The “rise of European fascism” is behind Thursday’s truck terrorist attack that killed and wounded hundreds of people, including children, in France’s southern seaside city of Nice, says CNN’s national security analyst Peter Bergen.
He suggested that “vast waves of immigration” from the Middle East into Europe are clashing with the alleged “rise of European fascism,” producing “a very toxic mix.”
In commenting on the July 14 attack, Bergen told CNN’s Anderson Cooper:
The big drivers of this are a regional civil war between the Sunni and Shiite, the collapse of Arab governments around the Middle East, you know the vast waves of immigration — the result of these two phenomenons — and then the rise of European fascism to be frank.
I mean, in every single country, including France, where the nationalist front — the essentially ultra-nationalist, proto-fascist party — is doing pretty well and I think the combination of large scale immigration and the rise of European fascism is a very toxic mix and unfortunately it will continue to produce events like what we’ve seen tonight again, and again, and again, and there are no easy fixes for this.

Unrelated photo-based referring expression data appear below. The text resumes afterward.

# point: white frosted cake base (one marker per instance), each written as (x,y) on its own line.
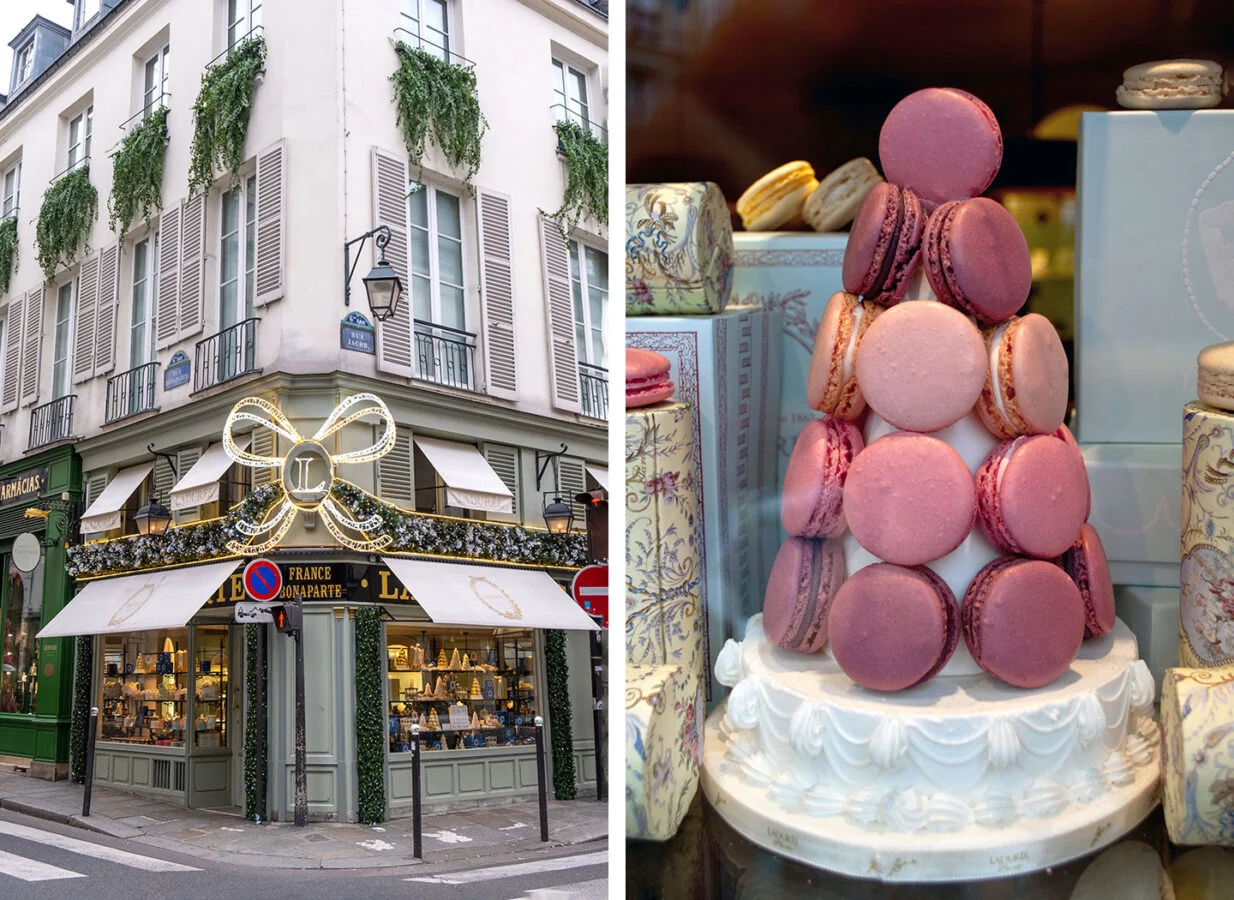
(961,778)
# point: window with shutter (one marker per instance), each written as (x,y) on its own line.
(563,357)
(497,294)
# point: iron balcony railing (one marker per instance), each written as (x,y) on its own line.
(228,354)
(131,391)
(594,388)
(444,356)
(52,422)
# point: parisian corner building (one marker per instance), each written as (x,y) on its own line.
(196,387)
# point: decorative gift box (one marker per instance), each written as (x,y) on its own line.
(665,617)
(727,367)
(679,250)
(1155,235)
(663,748)
(1197,710)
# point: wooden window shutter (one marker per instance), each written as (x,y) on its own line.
(109,301)
(32,347)
(395,483)
(10,393)
(168,308)
(193,267)
(497,294)
(84,340)
(269,266)
(563,354)
(390,209)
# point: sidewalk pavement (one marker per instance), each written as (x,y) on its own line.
(489,831)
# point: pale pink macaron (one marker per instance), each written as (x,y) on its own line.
(812,501)
(910,499)
(922,366)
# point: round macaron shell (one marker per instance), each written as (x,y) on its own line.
(942,142)
(910,499)
(1023,621)
(892,627)
(922,366)
(803,579)
(812,501)
(1033,496)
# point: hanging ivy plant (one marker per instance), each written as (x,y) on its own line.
(8,252)
(438,95)
(137,173)
(64,221)
(221,114)
(586,177)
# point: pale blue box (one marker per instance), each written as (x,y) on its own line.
(1154,266)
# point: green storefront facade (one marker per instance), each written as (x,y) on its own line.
(36,677)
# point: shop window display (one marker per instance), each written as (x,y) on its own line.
(148,679)
(467,690)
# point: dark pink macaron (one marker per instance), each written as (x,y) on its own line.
(803,580)
(1023,621)
(1089,568)
(942,142)
(976,259)
(1032,496)
(812,501)
(894,627)
(910,499)
(885,245)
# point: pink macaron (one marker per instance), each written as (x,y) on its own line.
(942,142)
(647,378)
(1023,621)
(910,499)
(803,580)
(1026,389)
(1032,496)
(922,366)
(1087,567)
(812,501)
(885,245)
(976,259)
(894,627)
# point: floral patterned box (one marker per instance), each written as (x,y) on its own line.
(727,367)
(663,748)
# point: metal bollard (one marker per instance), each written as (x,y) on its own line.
(417,846)
(541,777)
(89,759)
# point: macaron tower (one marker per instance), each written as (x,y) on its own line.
(964,672)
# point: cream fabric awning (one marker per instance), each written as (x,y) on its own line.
(200,484)
(470,482)
(489,596)
(106,511)
(165,599)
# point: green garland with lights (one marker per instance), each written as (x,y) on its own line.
(558,670)
(79,726)
(370,732)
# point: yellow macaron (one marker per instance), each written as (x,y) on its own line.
(778,196)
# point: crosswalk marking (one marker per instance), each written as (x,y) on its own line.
(95,851)
(513,870)
(32,869)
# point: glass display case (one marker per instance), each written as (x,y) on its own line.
(465,689)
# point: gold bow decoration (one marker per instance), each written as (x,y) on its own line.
(307,473)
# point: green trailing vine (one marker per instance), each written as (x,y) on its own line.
(137,173)
(64,221)
(221,114)
(558,670)
(586,177)
(370,733)
(8,252)
(438,96)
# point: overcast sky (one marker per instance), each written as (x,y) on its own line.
(14,16)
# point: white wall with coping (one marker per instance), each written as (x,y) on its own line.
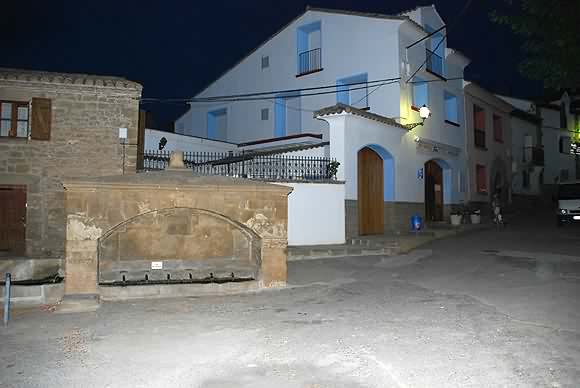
(496,153)
(376,46)
(350,133)
(179,142)
(520,130)
(315,213)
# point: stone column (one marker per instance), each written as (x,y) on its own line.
(337,138)
(274,262)
(81,286)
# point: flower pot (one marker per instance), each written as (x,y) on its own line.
(475,218)
(456,219)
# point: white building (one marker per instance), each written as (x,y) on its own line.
(367,64)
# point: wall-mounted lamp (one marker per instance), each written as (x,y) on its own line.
(424,113)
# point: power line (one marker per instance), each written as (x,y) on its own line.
(426,37)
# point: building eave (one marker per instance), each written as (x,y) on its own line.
(342,108)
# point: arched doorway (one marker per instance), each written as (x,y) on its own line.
(376,184)
(433,191)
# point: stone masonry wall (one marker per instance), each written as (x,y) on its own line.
(83,142)
(397,216)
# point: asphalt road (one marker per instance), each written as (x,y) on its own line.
(497,308)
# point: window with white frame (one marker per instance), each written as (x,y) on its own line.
(451,114)
(13,119)
(265,62)
(265,114)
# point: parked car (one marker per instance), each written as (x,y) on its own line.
(568,197)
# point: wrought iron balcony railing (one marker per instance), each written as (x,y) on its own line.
(309,61)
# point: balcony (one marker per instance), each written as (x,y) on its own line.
(434,63)
(533,156)
(309,62)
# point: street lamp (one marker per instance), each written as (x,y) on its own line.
(424,113)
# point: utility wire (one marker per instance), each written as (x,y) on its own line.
(287,91)
(426,37)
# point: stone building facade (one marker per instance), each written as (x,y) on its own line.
(56,126)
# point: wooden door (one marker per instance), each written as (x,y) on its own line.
(433,191)
(12,220)
(370,192)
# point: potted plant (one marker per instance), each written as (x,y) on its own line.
(475,216)
(332,169)
(456,217)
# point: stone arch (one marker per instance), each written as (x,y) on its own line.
(438,178)
(389,171)
(193,243)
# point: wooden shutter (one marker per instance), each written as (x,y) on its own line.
(41,119)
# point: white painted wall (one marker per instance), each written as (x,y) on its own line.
(184,143)
(521,129)
(350,133)
(316,213)
(350,45)
(551,134)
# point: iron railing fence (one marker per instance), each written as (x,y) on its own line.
(434,62)
(263,167)
(309,61)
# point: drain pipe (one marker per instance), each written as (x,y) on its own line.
(7,298)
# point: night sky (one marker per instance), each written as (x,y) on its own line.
(175,47)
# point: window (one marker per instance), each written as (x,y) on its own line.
(353,91)
(451,114)
(563,118)
(481,178)
(564,145)
(14,119)
(435,52)
(525,179)
(217,124)
(265,114)
(479,126)
(309,44)
(497,129)
(287,115)
(420,93)
(265,62)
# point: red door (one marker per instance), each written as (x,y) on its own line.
(12,220)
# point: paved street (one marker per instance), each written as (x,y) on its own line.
(493,308)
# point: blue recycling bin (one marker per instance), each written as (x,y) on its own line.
(416,223)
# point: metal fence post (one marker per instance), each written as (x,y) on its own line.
(7,285)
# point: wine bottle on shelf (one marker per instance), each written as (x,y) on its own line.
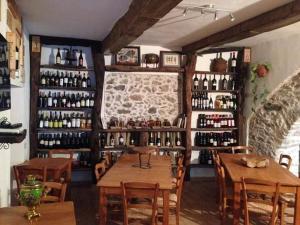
(58,57)
(233,63)
(196,82)
(80,59)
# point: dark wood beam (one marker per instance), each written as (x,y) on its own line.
(141,15)
(276,18)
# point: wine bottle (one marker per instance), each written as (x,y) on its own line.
(58,57)
(80,59)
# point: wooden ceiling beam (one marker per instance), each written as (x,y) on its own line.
(276,18)
(141,15)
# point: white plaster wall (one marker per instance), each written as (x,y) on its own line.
(283,54)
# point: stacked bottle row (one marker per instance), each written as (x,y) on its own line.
(63,140)
(200,100)
(224,139)
(160,139)
(58,100)
(64,79)
(5,101)
(64,120)
(4,77)
(206,157)
(224,82)
(215,121)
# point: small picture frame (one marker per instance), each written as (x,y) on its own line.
(170,59)
(128,56)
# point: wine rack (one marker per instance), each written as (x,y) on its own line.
(216,101)
(64,95)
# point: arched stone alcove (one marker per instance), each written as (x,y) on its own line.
(272,122)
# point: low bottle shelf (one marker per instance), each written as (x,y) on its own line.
(64,109)
(91,89)
(214,129)
(64,130)
(65,67)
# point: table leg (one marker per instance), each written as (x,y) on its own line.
(102,206)
(297,208)
(236,202)
(166,194)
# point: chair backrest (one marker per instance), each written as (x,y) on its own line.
(257,187)
(61,153)
(54,192)
(22,171)
(243,149)
(285,161)
(140,191)
(100,170)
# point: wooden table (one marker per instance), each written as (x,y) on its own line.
(54,213)
(55,166)
(123,170)
(274,172)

Using a rented, refrigerated truck weighing about 20 tons, Tunisian-born Mohamed Lahouaiej Bouhlel, 31, mowed down crowds of people celebrating Bastille Day along more than a mile stretch of Nice’s Promenade des Anglais, killing 84 people, including 10 children and adolescents and injuring 202 others. Bastille Day is the equivalent to America’s Fourth of July.
No specific terrorist organization has claimed responsibility for the attack, but various experts say it bears the hallmarks of recent assaults carried out or inspired by the Islamic State (ISIS/ISIL).
Moreover, supporters of ISIS and its rival al-Qaeda have cheered the Nice attack online. Both terrorist groups have urged jihadists to carry out vehicular assaults against Western countries in the event that more conventional weapons are not available.
Two years ago, ISIS encouraged Muslims to “kill a disbelieving American or European – especially the spiteful and filthy French,” using “any manner” available, reports The Telegraph.
The jihadist group suggested would-be attackers could “smash his head with a rock, or slaughter him with a knife, or run him over with your car.”
As far back as 2010, al-Qaeda also suggested turning vehicles into weapons of terror in its Inspire online propaganda magazine, saying a pick-up truck could be used as a “mowing machine, not to mow grass but mow down the enemies of Allah.”
Citing an analysis by IHS Jane’s Terrorism and Insurgency Centre, which tracks terror groups, USA Today reports:
Vehicles have been used frequently in terror attacks in recent years. Palestinian militants have been using vehicles to attack Israelis and there have been several similar attacks in France, IHS said.
In France, two vehicle attacks were conducted in December 2014 in Dijon and Nantes that killed one and wounded 20. Another such attack wounded a soldier this January in Valence, IHS said in the analysis.
IHS warns against a possible increase in terrorist attacks against soft targets, or unprotected, mirroring the recent one in Nice.
“The high-impact/low-capability nature of the attack raises the risk of the repeated use of the tactic in France and allied countries in the coming months,” noted the analysis.